Este pronunciamiento se da en medio de crecientes preocupaciones por el impacto ambiental y social que grandes desarrollos turísticos podrían generar en Quintana Roo, un estado que depende fuertemente del turismo pero que también enfrenta conflictos por la preservación de sus ecosistemas.

El desarrollo sustentable en Mahahual requiere de la coordinación entre empresas, autoridades y comunidades locales para asegurar que cualquier inversión cumpla con la normatividad vigente y no cause daños irreversibles al entorno.

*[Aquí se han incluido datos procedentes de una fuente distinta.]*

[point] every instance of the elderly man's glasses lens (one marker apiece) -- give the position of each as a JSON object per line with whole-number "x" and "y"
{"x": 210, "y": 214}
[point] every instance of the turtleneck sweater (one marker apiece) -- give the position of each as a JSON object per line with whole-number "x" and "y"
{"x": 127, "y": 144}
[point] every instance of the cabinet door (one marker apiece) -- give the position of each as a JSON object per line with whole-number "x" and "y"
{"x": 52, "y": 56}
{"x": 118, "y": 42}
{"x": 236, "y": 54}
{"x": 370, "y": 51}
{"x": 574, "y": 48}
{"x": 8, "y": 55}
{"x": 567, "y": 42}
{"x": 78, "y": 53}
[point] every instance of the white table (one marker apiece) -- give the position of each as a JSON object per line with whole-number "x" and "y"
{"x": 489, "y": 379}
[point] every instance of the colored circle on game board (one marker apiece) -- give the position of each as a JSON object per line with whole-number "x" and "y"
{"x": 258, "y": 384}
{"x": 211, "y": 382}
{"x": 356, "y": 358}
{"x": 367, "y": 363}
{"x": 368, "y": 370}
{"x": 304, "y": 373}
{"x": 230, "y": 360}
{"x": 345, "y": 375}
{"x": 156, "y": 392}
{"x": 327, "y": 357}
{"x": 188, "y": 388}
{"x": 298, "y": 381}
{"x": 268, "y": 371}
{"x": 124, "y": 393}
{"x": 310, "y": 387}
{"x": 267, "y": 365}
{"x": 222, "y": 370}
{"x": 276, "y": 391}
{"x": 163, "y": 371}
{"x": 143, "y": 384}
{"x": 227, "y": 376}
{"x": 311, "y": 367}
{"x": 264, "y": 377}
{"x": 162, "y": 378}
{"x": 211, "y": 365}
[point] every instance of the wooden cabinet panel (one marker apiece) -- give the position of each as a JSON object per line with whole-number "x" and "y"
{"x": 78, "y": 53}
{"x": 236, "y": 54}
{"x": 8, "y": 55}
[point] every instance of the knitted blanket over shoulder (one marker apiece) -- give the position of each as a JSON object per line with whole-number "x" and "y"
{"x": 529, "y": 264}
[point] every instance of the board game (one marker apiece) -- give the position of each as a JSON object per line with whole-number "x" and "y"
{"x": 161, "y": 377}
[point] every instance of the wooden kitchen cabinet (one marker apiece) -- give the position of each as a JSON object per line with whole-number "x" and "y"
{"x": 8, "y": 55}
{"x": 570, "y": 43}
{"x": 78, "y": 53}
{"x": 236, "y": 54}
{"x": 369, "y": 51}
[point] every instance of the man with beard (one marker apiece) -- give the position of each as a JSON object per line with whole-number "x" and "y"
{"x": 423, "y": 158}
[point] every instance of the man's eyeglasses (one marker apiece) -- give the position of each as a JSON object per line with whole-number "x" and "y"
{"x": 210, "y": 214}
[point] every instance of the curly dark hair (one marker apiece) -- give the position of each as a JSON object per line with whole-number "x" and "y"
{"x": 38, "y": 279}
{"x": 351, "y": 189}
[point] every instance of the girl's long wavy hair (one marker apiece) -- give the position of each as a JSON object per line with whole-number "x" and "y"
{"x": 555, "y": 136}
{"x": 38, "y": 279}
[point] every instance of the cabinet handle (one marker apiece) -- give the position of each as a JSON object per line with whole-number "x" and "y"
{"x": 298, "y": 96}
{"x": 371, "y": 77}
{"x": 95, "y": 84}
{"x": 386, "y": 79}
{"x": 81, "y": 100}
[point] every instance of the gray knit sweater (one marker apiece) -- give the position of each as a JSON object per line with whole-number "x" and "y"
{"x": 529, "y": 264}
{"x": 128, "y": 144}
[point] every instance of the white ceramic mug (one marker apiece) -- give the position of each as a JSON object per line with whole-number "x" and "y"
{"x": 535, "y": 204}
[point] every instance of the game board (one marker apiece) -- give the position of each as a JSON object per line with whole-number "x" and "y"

Organismos como Greenpeace han exigido a la Secretaría de Medio Ambiente y Recursos Naturales (Semarnat) y a la Procuraduría Federal de Protección al Ambiente (Profepa) rechazar proyectos que podrían afectar ecosistemas sensibles, reflejando una vigilancia activa sobre los planes turísticos en la región.

Por su parte, las autoridades estatales y federales mantienen diálogos con inversionistas para regular los proyectos y garantizar que los desarrollos cuenten con impacto social positivo, acceso público a playas y protección ambiental.

Royal Caribbean se mantiene a la espera de las resoluciones oficiales y ratificó su compromiso de operar bajo el marco legal mexicano, sin avanzar hasta tener todos los trámites autorizados.